基金supported by the Norman Bethune B Program of Jilin University(No.2012216)the Science and Technology Development Program of Jilin Province(No.20100750),China
文摘The purpose of this study was to establish a method for measuring the knee valgus angle from the ana- tomical and mechanical axes on three-dimensional reconstruction imaging models, and to use this method for estimating an average knee valgus angle value for northern Chinese adults. Computed tomographic angiography data in DICOM format for 128 normal femurs from 64 adult subjects were chosen for analysis.
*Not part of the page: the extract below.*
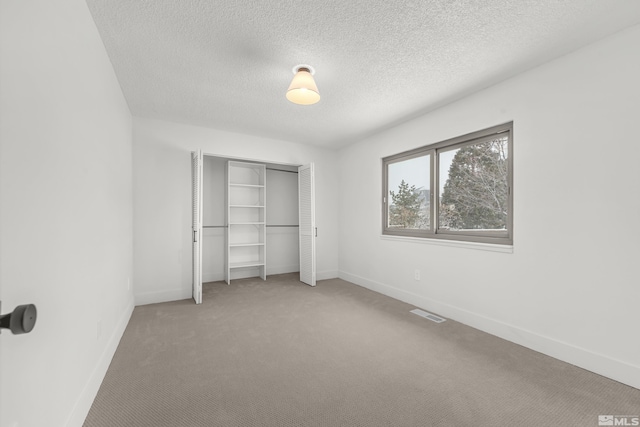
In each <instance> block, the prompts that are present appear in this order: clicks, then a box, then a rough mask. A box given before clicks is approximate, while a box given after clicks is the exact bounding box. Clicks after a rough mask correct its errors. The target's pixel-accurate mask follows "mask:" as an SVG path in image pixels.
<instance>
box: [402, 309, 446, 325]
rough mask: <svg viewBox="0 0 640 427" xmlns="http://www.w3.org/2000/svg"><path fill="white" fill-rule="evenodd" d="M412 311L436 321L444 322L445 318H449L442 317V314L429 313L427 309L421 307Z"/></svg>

After the femur images were subjected to three-dimensional reconstruction, the deepest point in the intercondylar notch (point A), the midpoint of the medullary cavity 20 cm above the knee-joint line (point B), and the landmark of the femoral head rotation center (point C) were identified on each three-dimensional model. The knee valgus angle was defined as the angle enclosed by the distal femoral anatomical axis (line AB) and the femoral mechanical axis (line AC). The average (mean+SD) of knee valgus angle for the 128 femurs was 6.20°±1.20° (range, 3.05° to 10.64°). Significant positive correlations were found between the knee valgus angles of the right and left sides and between the knee valgus angle and age. During total knee arthroplasty, choosing a valgus cut angle of approximately 6° may achieve a good result in reestablishing the natural mechanical alignment of the lower extremity for patients of northern Chinese ethnicity. Larger valgus cut angles should be chosen for older patients.